Apple plans to build a 133-acre campus in Austin, Texas, that will cost $1 billion and employ 5,000 new workers, the company announced Thursday. The company says the move is expected to make it the largest private employer in Austin.

Apple already employs more people in that city, some 6,200 workers, than it does in any other city outside of its headquarters in Cupertino, Calif. The company now plans to add substantially to that figure.

Its current main site in Austin is an office park roughly 12 miles north of downtown. The new campus will also be in North Austin, less than a mile from the current facilities. And it will have room to grow to 15,000 workers, the company says.

"Apple is proud to bring new investment, jobs and opportunity to cities across the United States and to significantly deepen our quarter-century partnership with the city and people of Austin," CEO Tim Cook, said in a news release about the plan.

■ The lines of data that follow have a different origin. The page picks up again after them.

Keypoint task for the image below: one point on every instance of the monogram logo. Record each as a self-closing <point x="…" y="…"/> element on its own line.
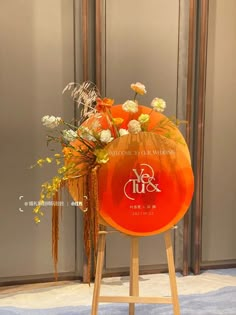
<point x="144" y="182"/>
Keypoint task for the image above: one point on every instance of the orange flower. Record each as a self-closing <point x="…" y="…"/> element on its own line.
<point x="103" y="104"/>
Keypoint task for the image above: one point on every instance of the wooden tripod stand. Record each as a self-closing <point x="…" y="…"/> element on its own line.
<point x="134" y="278"/>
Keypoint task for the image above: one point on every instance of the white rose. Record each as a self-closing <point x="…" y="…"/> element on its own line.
<point x="123" y="132"/>
<point x="69" y="135"/>
<point x="105" y="136"/>
<point x="130" y="106"/>
<point x="86" y="134"/>
<point x="158" y="104"/>
<point x="134" y="126"/>
<point x="51" y="121"/>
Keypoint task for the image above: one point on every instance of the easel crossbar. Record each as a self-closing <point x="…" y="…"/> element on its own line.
<point x="135" y="299"/>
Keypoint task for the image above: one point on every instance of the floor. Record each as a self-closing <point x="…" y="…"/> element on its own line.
<point x="74" y="293"/>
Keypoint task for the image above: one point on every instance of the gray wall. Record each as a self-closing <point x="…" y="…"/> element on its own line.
<point x="219" y="189"/>
<point x="37" y="61"/>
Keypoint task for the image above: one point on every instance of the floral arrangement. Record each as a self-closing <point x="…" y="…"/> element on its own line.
<point x="83" y="143"/>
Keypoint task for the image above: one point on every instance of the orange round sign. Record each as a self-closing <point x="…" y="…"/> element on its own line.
<point x="147" y="185"/>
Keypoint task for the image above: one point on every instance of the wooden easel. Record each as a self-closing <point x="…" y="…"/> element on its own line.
<point x="134" y="278"/>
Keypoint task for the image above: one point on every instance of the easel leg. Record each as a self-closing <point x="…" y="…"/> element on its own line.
<point x="171" y="266"/>
<point x="98" y="277"/>
<point x="134" y="272"/>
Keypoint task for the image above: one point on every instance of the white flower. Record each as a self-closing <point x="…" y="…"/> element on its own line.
<point x="86" y="134"/>
<point x="134" y="126"/>
<point x="143" y="118"/>
<point x="130" y="106"/>
<point x="105" y="136"/>
<point x="138" y="88"/>
<point x="158" y="104"/>
<point x="51" y="121"/>
<point x="123" y="132"/>
<point x="69" y="135"/>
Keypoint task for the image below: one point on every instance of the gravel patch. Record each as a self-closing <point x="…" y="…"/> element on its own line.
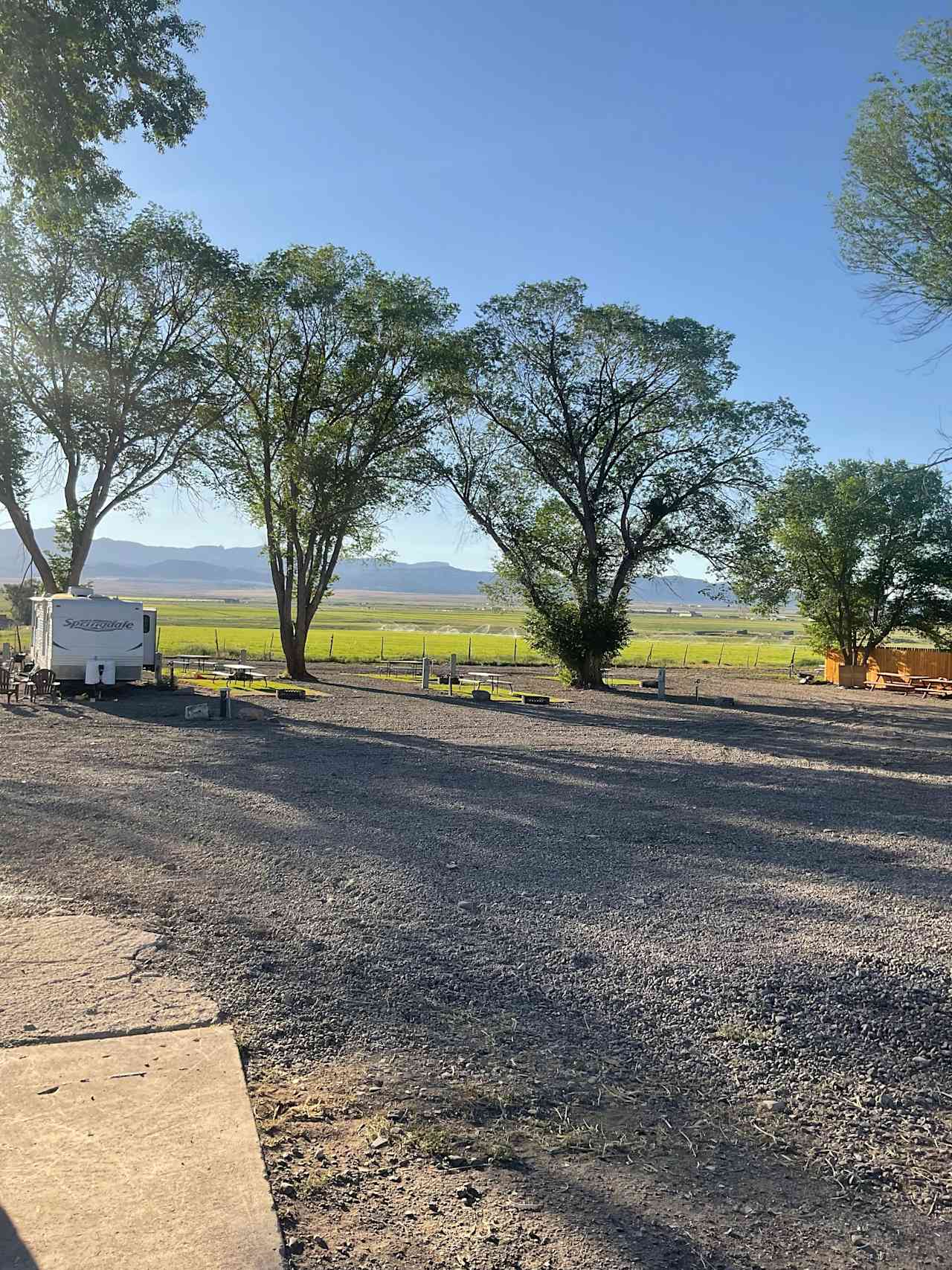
<point x="641" y="966"/>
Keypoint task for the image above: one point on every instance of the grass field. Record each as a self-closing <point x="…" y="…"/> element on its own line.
<point x="350" y="632"/>
<point x="346" y="632"/>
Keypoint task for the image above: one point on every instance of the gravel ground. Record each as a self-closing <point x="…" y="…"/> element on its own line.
<point x="603" y="984"/>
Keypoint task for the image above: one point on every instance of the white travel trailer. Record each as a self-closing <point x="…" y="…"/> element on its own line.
<point x="91" y="639"/>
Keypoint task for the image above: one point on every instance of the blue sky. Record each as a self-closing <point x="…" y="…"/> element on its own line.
<point x="678" y="155"/>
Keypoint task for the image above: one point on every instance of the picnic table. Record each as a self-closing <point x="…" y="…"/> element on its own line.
<point x="240" y="672"/>
<point x="890" y="681"/>
<point x="408" y="666"/>
<point x="483" y="679"/>
<point x="187" y="659"/>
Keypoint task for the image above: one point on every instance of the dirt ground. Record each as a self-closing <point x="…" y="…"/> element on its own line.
<point x="610" y="984"/>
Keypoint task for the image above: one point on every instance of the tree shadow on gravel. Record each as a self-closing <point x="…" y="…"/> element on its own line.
<point x="549" y="912"/>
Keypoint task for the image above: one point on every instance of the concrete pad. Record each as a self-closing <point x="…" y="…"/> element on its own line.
<point x="132" y="1153"/>
<point x="83" y="977"/>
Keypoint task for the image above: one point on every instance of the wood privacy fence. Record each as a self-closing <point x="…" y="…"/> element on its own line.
<point x="899" y="661"/>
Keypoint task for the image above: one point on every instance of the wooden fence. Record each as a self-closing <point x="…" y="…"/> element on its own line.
<point x="899" y="661"/>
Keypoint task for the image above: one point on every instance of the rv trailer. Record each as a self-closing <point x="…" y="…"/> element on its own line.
<point x="93" y="639"/>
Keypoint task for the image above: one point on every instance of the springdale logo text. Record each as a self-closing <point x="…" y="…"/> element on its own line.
<point x="97" y="623"/>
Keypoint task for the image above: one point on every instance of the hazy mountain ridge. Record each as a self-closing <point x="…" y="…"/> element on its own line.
<point x="117" y="559"/>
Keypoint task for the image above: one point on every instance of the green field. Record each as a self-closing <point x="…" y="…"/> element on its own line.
<point x="350" y="632"/>
<point x="362" y="632"/>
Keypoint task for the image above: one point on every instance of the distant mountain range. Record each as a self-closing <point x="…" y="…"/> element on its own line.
<point x="216" y="567"/>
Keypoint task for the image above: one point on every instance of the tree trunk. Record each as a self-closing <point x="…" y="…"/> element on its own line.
<point x="294" y="643"/>
<point x="21" y="522"/>
<point x="588" y="673"/>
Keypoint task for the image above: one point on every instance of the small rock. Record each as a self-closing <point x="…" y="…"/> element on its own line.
<point x="774" y="1106"/>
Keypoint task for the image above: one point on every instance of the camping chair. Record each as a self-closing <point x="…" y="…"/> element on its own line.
<point x="9" y="684"/>
<point x="42" y="684"/>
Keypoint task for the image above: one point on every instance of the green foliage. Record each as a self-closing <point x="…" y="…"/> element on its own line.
<point x="75" y="74"/>
<point x="579" y="638"/>
<point x="18" y="597"/>
<point x="591" y="443"/>
<point x="894" y="214"/>
<point x="327" y="359"/>
<point x="104" y="364"/>
<point x="866" y="546"/>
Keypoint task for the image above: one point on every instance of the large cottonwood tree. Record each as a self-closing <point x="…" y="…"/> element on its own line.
<point x="107" y="379"/>
<point x="865" y="546"/>
<point x="75" y="74"/>
<point x="591" y="443"/>
<point x="328" y="359"/>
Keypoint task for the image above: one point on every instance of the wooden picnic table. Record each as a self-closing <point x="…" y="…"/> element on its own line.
<point x="186" y="659"/>
<point x="240" y="672"/>
<point x="892" y="681"/>
<point x="481" y="677"/>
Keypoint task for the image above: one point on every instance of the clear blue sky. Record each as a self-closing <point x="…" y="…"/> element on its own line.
<point x="677" y="155"/>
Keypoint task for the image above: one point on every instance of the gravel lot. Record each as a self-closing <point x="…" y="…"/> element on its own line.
<point x="603" y="984"/>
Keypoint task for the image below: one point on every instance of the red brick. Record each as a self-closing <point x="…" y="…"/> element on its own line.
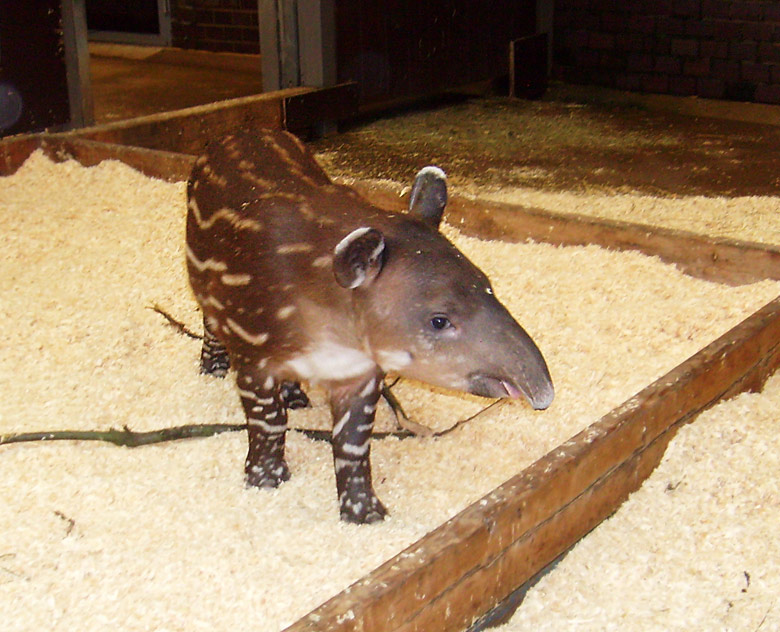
<point x="716" y="8"/>
<point x="710" y="88"/>
<point x="746" y="10"/>
<point x="700" y="29"/>
<point x="612" y="61"/>
<point x="613" y="22"/>
<point x="682" y="85"/>
<point x="667" y="65"/>
<point x="772" y="11"/>
<point x="601" y="41"/>
<point x="640" y="62"/>
<point x="715" y="49"/>
<point x="629" y="42"/>
<point x="767" y="93"/>
<point x="743" y="50"/>
<point x="654" y="83"/>
<point x="727" y="70"/>
<point x="685" y="47"/>
<point x="769" y="51"/>
<point x="669" y="26"/>
<point x="755" y="73"/>
<point x="686" y="8"/>
<point x="727" y="29"/>
<point x="758" y="31"/>
<point x="697" y="67"/>
<point x="641" y="24"/>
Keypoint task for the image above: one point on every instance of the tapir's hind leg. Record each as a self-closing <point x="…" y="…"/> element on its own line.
<point x="293" y="396"/>
<point x="266" y="418"/>
<point x="214" y="359"/>
<point x="353" y="407"/>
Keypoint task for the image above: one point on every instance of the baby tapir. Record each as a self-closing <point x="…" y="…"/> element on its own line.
<point x="300" y="279"/>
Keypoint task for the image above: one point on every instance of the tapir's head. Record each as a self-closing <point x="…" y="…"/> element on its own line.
<point x="428" y="313"/>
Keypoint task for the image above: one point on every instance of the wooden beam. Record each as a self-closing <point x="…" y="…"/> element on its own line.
<point x="722" y="260"/>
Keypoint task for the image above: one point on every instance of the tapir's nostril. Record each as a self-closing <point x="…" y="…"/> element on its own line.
<point x="543" y="398"/>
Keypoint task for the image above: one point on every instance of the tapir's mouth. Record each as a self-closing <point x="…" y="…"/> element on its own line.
<point x="498" y="387"/>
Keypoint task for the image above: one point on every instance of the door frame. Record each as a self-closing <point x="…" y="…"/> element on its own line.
<point x="163" y="38"/>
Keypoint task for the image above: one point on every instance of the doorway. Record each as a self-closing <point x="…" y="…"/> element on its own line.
<point x="130" y="22"/>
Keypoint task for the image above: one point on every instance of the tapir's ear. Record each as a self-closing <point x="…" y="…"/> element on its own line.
<point x="357" y="258"/>
<point x="429" y="195"/>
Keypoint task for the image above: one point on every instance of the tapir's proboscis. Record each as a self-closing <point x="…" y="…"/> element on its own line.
<point x="303" y="280"/>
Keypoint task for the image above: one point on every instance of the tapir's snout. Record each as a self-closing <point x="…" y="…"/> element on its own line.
<point x="513" y="366"/>
<point x="539" y="392"/>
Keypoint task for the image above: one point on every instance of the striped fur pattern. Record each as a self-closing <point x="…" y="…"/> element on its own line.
<point x="302" y="280"/>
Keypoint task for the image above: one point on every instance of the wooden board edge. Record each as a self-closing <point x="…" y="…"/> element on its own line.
<point x="189" y="129"/>
<point x="310" y="109"/>
<point x="433" y="580"/>
<point x="15" y="150"/>
<point x="155" y="163"/>
<point x="728" y="261"/>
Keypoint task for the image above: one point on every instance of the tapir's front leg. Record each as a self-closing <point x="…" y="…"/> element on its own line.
<point x="353" y="405"/>
<point x="266" y="418"/>
<point x="214" y="358"/>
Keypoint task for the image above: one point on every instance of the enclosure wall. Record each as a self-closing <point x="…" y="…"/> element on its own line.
<point x="723" y="49"/>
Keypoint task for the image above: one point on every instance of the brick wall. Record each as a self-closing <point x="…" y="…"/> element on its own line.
<point x="723" y="49"/>
<point x="216" y="25"/>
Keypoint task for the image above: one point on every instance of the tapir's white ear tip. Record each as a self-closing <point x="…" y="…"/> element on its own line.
<point x="357" y="259"/>
<point x="432" y="170"/>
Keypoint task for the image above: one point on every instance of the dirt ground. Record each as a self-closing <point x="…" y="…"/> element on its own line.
<point x="572" y="140"/>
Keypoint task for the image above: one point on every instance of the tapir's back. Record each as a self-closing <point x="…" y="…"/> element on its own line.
<point x="263" y="219"/>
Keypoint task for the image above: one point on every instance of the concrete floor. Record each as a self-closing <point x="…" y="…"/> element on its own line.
<point x="131" y="81"/>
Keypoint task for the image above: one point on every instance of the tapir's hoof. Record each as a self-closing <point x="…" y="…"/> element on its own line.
<point x="267" y="476"/>
<point x="363" y="509"/>
<point x="216" y="365"/>
<point x="293" y="396"/>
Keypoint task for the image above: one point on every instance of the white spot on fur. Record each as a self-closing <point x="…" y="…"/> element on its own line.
<point x="393" y="360"/>
<point x="356" y="450"/>
<point x="434" y="171"/>
<point x="266" y="427"/>
<point x="344" y="243"/>
<point x="254" y="339"/>
<point x="288" y="249"/>
<point x="330" y="361"/>
<point x="208" y="264"/>
<point x="210" y="300"/>
<point x="340" y="424"/>
<point x="285" y="312"/>
<point x="368" y="388"/>
<point x="322" y="262"/>
<point x="236" y="279"/>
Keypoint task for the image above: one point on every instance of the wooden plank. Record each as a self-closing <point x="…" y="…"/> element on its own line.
<point x="14" y="151"/>
<point x="188" y="130"/>
<point x="306" y="110"/>
<point x="154" y="163"/>
<point x="165" y="165"/>
<point x="722" y="260"/>
<point x="469" y="564"/>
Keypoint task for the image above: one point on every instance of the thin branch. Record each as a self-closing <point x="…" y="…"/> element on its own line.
<point x="177" y="325"/>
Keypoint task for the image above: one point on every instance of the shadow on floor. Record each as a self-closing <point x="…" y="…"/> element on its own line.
<point x="131" y="81"/>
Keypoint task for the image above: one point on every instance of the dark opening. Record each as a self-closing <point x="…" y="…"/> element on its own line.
<point x="130" y="16"/>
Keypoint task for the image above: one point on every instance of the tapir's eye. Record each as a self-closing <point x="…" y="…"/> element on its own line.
<point x="440" y="322"/>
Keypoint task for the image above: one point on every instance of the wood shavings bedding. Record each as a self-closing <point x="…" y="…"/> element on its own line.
<point x="712" y="560"/>
<point x="96" y="537"/>
<point x="747" y="218"/>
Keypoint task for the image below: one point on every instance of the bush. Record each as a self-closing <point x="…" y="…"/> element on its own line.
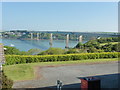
<point x="6" y="83"/>
<point x="18" y="59"/>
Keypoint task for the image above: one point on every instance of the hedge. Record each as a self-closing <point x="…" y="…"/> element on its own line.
<point x="18" y="59"/>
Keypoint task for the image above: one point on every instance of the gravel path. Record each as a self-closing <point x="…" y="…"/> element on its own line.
<point x="69" y="75"/>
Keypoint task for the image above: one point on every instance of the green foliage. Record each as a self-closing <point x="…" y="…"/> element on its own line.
<point x="79" y="45"/>
<point x="34" y="51"/>
<point x="6" y="83"/>
<point x="18" y="59"/>
<point x="52" y="51"/>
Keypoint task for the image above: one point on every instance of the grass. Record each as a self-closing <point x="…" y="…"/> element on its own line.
<point x="20" y="72"/>
<point x="102" y="44"/>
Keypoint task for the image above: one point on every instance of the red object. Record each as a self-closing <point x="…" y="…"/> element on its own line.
<point x="90" y="83"/>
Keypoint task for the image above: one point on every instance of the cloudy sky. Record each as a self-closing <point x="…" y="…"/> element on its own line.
<point x="61" y="16"/>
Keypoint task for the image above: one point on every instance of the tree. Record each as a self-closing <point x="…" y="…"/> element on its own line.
<point x="34" y="51"/>
<point x="6" y="83"/>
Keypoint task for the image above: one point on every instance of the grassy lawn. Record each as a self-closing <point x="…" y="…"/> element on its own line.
<point x="26" y="71"/>
<point x="107" y="43"/>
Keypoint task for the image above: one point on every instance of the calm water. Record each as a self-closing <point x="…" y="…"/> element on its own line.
<point x="25" y="45"/>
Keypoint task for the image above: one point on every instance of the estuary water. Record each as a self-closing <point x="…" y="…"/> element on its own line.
<point x="25" y="45"/>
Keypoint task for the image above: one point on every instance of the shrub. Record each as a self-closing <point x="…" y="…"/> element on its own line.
<point x="6" y="83"/>
<point x="18" y="59"/>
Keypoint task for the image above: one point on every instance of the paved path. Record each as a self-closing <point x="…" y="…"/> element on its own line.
<point x="69" y="75"/>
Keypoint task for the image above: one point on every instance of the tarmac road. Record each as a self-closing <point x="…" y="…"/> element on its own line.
<point x="70" y="76"/>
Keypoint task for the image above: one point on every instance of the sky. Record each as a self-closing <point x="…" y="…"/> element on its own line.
<point x="60" y="16"/>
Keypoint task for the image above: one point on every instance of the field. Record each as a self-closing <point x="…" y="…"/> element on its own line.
<point x="20" y="72"/>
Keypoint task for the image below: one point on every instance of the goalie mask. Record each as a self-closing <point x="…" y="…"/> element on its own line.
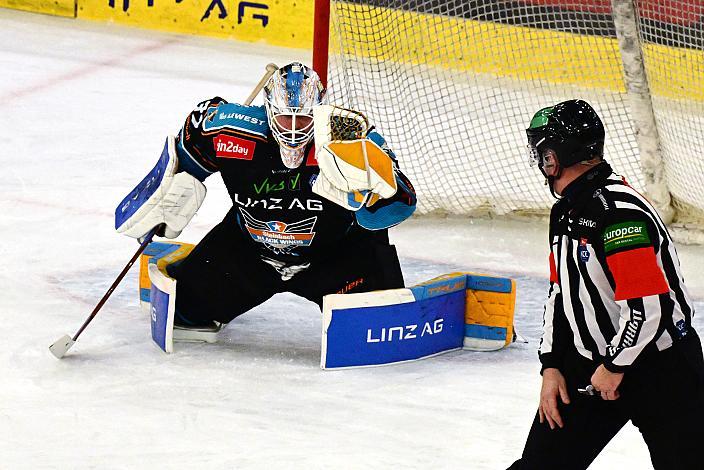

The expansion comes six years after Apple signed a 10-year economic development contract in Texas, a move that put Austin at the front of the line for expansion, as member station KUT reported. That deal, which featured a 100 percent property tax rebate and other incentives, required Apple to invest more than $300 million to build a new campus.

Apple's ambitions in Austin took another step in 2013, when Cook confirmed rumors that the company was building its new Mac Pro computers in the city.

The new jobs in Austin will cover a broad swath of its business, Apple says, from engineering and research to business operations, sales and customer support. The employees will work on a large campus that the company says will include 50 acres of preserved open space.

Welcoming news of the expansion, Texas Gov. Greg Abbott said, "I thank Apple for this tremendous investment in Texas, and I look forward to building upon our strong partnership to create an even brighter future for the Lone Star State."

Apple, which employs 90,000 people in the U.S., says that over the next three years, it will also "establish new sites in Seattle, San Diego and Culver City" and add hundreds of new jobs in cities from Pittsburgh, New York and Boston to Boulder, Colo., and Portland, Ore.

"Talent, creativity and tomorrow's breakthrough ideas aren't limited by region or ZIP code," Cook said, adding, "With this new expansion, we're redoubling our commitment to cultivating the high-tech sector and workforce nationwide."